Secondly, GENIE does not provide treatment or outcome information, limiting analyses linking mutational profiles to therapy response, disease progression, or survival endpoints. This also precluded assessment of therapy-induced genomic alterations that may confound observed differences between primary and metastatic tumors.
Thirdly, variability among participating centers and sequencing platforms introduces potential technical inconsistencies and bias in mutation frequency estimates, and the absence of serially collected patient-matched samples limits the ability to distinguish early driver mutations from later-acquired passenger events during tumor evolution. Furthermore, the relatively small cohort size reduced statistical power to establish robust associations between specific genetic alterations and clinical or pathological features; particularly small denominators (e.g., 2/2 cases in some metastatic versus primary and race-stratified comparisons) should therefore be interpreted as hypothesis-generating rather than definitive and may reflect the rarity of specimens or limited participation. Additionally, inclusion of a small subset of related samples (e.g., multiple tumors from the same patient) cannot be fully excluded and could introduce minimal, though likely negligible, bias.

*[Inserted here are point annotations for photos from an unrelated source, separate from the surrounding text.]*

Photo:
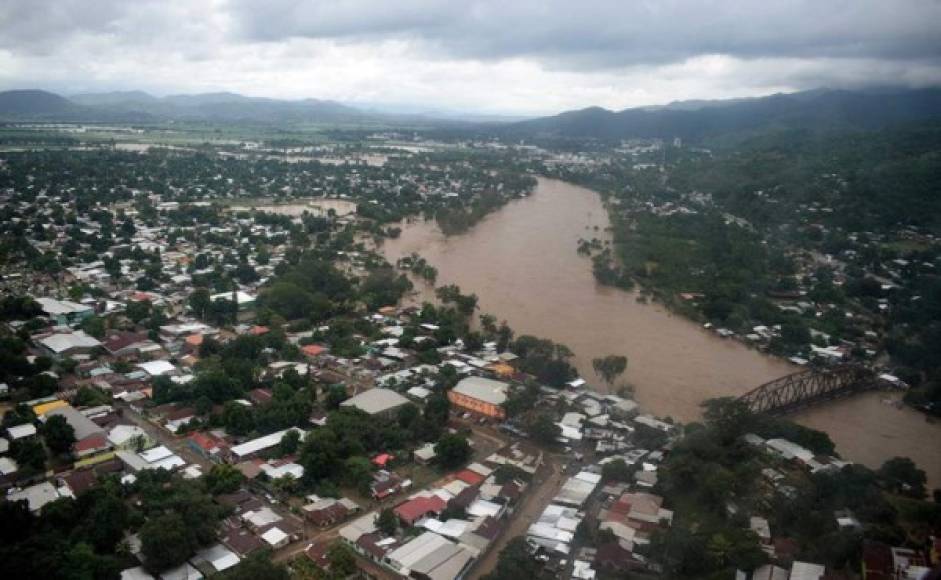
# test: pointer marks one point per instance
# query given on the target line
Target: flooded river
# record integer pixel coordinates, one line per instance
(521, 262)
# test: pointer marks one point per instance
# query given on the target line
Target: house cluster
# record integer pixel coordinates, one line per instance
(443, 529)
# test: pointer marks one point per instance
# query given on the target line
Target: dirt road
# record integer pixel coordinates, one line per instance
(546, 484)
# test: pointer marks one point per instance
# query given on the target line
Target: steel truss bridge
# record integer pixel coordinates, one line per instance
(810, 387)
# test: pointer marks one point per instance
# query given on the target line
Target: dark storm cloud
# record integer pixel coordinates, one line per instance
(607, 33)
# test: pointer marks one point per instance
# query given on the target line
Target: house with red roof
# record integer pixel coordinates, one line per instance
(313, 350)
(206, 445)
(385, 483)
(419, 507)
(469, 477)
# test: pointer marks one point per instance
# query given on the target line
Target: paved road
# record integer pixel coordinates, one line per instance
(163, 437)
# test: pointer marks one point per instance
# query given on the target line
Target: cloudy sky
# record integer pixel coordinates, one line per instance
(488, 56)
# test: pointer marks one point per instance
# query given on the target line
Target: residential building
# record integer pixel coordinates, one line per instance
(377, 402)
(481, 396)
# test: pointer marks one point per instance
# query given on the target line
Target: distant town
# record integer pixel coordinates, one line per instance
(210, 369)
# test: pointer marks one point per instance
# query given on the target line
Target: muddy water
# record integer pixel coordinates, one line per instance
(521, 262)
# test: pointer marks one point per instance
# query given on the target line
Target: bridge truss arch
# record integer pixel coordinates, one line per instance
(801, 389)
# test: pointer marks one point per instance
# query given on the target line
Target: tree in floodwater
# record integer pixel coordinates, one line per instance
(610, 367)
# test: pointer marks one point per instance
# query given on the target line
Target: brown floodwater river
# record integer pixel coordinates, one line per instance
(521, 261)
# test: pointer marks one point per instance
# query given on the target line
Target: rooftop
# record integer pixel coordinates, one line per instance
(376, 401)
(487, 390)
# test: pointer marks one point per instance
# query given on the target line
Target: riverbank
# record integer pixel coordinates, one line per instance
(522, 263)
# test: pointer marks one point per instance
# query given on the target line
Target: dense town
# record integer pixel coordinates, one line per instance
(209, 369)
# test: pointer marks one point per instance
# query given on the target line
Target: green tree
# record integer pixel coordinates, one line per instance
(257, 566)
(901, 475)
(166, 541)
(514, 562)
(610, 367)
(138, 310)
(544, 430)
(452, 450)
(223, 478)
(199, 302)
(94, 326)
(617, 470)
(387, 522)
(342, 561)
(58, 434)
(237, 418)
(290, 442)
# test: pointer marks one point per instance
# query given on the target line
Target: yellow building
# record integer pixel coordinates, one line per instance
(480, 396)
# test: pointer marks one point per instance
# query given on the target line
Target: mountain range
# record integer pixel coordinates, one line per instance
(822, 109)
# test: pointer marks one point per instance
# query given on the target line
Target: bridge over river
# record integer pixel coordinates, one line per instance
(813, 386)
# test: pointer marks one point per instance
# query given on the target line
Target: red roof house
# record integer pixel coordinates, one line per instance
(419, 507)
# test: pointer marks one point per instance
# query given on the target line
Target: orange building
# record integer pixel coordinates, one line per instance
(480, 396)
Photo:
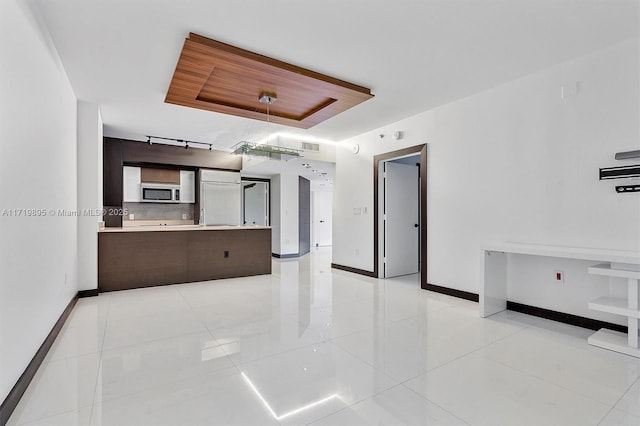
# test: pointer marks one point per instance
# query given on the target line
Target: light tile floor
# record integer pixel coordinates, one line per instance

Fourth, GENIE does not uniformly annotate gastric histologic patterns (e.g., tubular, signet-ring, mucinous) or Laurén subtype (intestinal vs diffuse/poorly cohesive), limiting subtype-specific analyses. Likewise, the absence of immunohistochemical data prevented correlation of genetic alterations with protein-level or immune-related expression patterns.
Lastly, the heterogeneity in bioinformatics, data processing, and reporting, and the deficient inclusion of detailed data from the different participants in this database are significant handicaps that may have influenced the results. Unknown details about the participants in particular may skew data if their conditions affect the test results, leading to inaccurate conclusions.

5. Conclusions
This study provides valuable insight into the mutational spectrum of PGC, reinforcing the significance of established oncogenic pathways such as TP53, CCNE1, and ARID1A, while revealing potential novel genomic targets that merit further exploration in more comprehensively annotated cohorts. Future investigations should focus on larger, independent cohorts with robust clinical annotation to validate these findings and assess their prognostic and therapeutic implications. Such efforts will facilitate the translation of genomic insights into improved diagnostic, therapeutic, and prognostic strategies for patients with PGC.